On this particular day he was excited to tell me about a speaker that he had just seen at a TEDx style conference who he described as the “epitome of mindfulness”.
Direct, clear, engaged with the audience, precise in his speech.
As he was describing the speaker — who I also promised to Google — the one thought that was rolling through my mind was:
Yes... But is he kind?
Because, to be clear, that isn’t a guarantee.
Thieves need mindfulness to be good at their jobs.
Being ‘mindful’ may make you more generous with loved ones, patient with strangers, and invested in the well-being of our society.
Or... not.
I know a longtime practitioner who snaps her fingers at waiters in restaurants in order to get their attention.
(Albeit, very mindfully, I'm sure.)
Kindness is a detail that can be overlooked in our current cultural enthusiasm for mindfulness.
Which, from my perspective, is where the “Heart” practices of meditation come in.
Expansion, inclusion, empathy, understanding.
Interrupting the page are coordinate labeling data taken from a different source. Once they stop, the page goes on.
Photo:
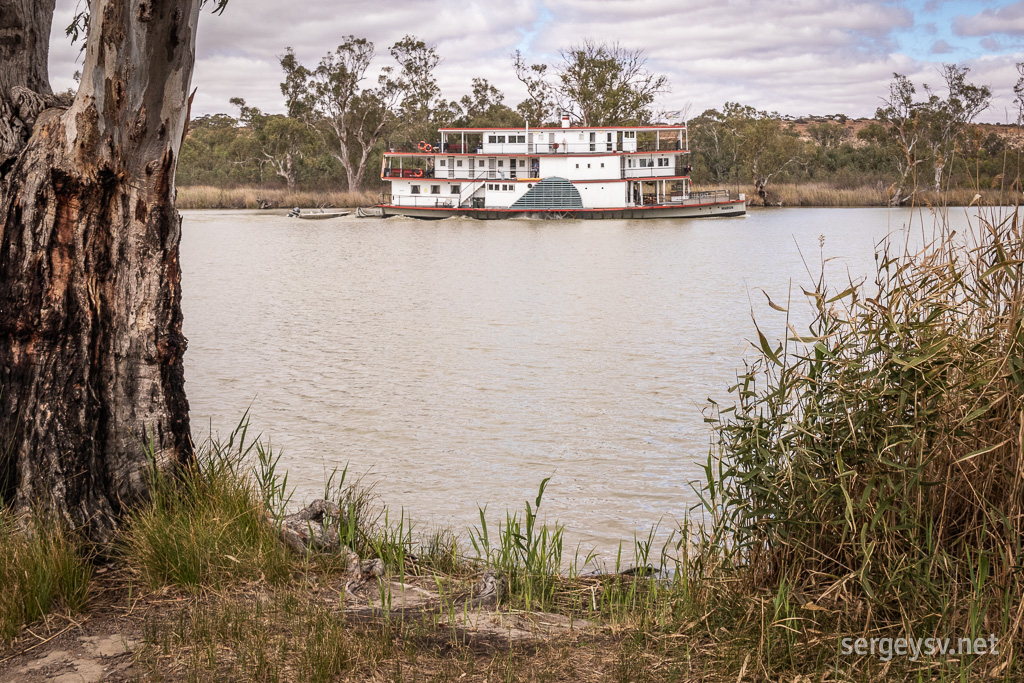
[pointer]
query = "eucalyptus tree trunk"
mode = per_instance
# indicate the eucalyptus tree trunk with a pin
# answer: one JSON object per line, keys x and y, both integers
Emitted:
{"x": 91, "y": 381}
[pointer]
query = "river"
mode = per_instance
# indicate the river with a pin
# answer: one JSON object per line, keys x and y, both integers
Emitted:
{"x": 457, "y": 364}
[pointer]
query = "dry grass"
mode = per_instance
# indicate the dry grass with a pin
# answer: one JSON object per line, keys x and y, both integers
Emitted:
{"x": 206, "y": 197}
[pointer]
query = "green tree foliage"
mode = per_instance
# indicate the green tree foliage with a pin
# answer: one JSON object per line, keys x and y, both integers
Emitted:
{"x": 743, "y": 144}
{"x": 351, "y": 119}
{"x": 925, "y": 134}
{"x": 276, "y": 141}
{"x": 337, "y": 126}
{"x": 485, "y": 107}
{"x": 596, "y": 83}
{"x": 539, "y": 109}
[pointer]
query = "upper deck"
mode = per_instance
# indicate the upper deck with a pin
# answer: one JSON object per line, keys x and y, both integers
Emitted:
{"x": 564, "y": 140}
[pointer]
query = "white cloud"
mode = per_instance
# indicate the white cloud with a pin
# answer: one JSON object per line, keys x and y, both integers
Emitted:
{"x": 795, "y": 56}
{"x": 1009, "y": 19}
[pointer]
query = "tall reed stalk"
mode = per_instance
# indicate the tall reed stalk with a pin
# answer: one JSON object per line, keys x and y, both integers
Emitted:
{"x": 876, "y": 462}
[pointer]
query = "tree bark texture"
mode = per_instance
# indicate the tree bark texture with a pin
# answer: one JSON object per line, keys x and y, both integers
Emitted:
{"x": 91, "y": 380}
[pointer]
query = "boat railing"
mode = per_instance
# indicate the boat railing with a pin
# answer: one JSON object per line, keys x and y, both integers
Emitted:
{"x": 421, "y": 201}
{"x": 654, "y": 172}
{"x": 561, "y": 146}
{"x": 707, "y": 197}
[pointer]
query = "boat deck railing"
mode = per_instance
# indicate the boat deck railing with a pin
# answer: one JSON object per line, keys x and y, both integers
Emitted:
{"x": 421, "y": 201}
{"x": 521, "y": 148}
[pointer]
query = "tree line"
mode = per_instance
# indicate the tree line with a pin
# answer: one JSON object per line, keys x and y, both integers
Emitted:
{"x": 339, "y": 121}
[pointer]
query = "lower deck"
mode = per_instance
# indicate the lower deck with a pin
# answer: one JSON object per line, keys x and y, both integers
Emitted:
{"x": 726, "y": 207}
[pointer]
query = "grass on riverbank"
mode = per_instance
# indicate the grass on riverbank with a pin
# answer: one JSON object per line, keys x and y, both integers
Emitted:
{"x": 867, "y": 482}
{"x": 826, "y": 196}
{"x": 206, "y": 197}
{"x": 42, "y": 568}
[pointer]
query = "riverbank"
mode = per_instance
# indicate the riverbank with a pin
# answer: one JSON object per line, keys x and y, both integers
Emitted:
{"x": 862, "y": 493}
{"x": 207, "y": 197}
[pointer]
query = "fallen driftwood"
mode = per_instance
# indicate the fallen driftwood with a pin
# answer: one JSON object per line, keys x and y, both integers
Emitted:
{"x": 313, "y": 527}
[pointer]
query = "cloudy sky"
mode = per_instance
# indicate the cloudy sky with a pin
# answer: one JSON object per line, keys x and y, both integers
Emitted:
{"x": 794, "y": 56}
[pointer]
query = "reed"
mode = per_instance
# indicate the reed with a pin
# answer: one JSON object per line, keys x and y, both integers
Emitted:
{"x": 210, "y": 524}
{"x": 829, "y": 196}
{"x": 42, "y": 568}
{"x": 208, "y": 197}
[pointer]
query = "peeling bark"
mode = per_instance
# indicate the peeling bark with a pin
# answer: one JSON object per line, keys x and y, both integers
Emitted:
{"x": 91, "y": 380}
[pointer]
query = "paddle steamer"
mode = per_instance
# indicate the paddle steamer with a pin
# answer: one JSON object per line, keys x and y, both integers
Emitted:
{"x": 567, "y": 172}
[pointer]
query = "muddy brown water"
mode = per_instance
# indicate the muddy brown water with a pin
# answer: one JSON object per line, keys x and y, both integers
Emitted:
{"x": 457, "y": 364}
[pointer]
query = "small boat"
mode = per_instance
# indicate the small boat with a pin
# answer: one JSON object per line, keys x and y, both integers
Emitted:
{"x": 370, "y": 212}
{"x": 317, "y": 214}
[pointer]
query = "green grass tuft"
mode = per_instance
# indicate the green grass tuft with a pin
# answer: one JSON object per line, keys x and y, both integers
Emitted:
{"x": 41, "y": 568}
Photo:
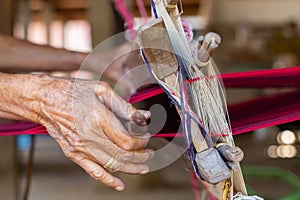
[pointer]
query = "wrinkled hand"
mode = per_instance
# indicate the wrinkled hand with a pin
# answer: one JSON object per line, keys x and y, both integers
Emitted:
{"x": 83, "y": 117}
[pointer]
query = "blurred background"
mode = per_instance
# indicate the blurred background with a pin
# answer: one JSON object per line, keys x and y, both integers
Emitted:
{"x": 256, "y": 34}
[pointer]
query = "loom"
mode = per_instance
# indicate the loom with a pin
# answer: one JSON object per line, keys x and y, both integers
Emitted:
{"x": 265, "y": 114}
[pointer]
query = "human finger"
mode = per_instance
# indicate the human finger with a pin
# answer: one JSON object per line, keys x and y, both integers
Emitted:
{"x": 119, "y": 106}
{"x": 100, "y": 174}
{"x": 115, "y": 131}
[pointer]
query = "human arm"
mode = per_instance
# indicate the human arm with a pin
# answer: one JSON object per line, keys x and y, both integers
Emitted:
{"x": 22, "y": 56}
{"x": 82, "y": 116}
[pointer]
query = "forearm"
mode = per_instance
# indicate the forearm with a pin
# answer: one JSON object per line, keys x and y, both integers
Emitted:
{"x": 19, "y": 96}
{"x": 21, "y": 56}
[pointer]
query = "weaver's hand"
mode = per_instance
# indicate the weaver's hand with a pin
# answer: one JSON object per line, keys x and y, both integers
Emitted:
{"x": 82, "y": 116}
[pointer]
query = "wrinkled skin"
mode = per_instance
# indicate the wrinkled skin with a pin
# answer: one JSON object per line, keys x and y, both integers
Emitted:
{"x": 83, "y": 117}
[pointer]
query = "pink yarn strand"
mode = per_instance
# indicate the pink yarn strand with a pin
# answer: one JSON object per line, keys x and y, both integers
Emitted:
{"x": 142, "y": 10}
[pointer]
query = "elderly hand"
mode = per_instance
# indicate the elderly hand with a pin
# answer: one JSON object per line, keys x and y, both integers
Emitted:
{"x": 83, "y": 117}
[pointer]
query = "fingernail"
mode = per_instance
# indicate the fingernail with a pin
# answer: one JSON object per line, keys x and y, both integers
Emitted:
{"x": 145, "y": 171}
{"x": 147, "y": 114}
{"x": 151, "y": 154}
{"x": 120, "y": 188}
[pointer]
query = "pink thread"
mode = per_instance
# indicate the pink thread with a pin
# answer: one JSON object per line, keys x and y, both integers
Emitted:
{"x": 188, "y": 30}
{"x": 194, "y": 184}
{"x": 142, "y": 10}
{"x": 128, "y": 18}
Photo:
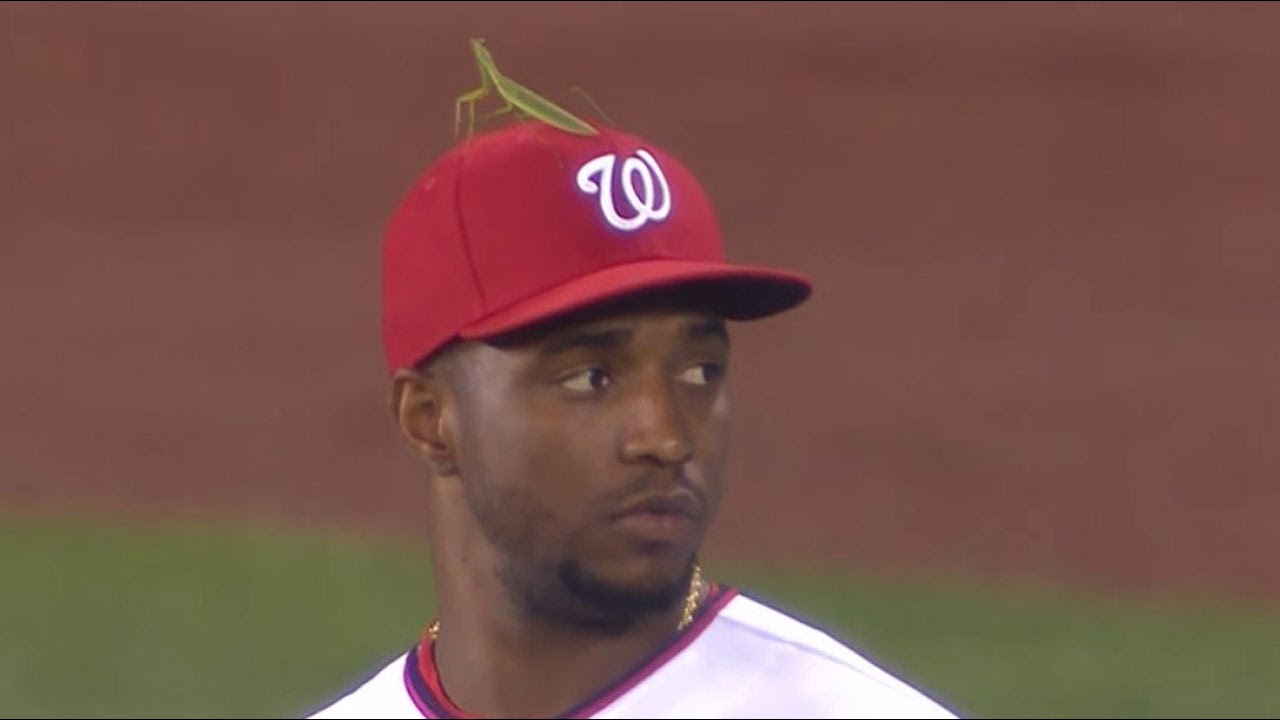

These are qualities that we all have access to. And for many of us, are the ways that we would describe feeling when we engage as the best of ourselves.
What do we do with the awareness that we develop?
Who do become when we use our actions in service of the heart?
Where does our gentleness get compromised?
What does love look like right now?
Because lord knows, if all that we're reaching for is “Precise as a Public Speaker” carved across our gravestones, we might have missed something here.
*steps down from soapbox*
Also, Hi. You're wonderful.
Cheers to your 12 inch journey.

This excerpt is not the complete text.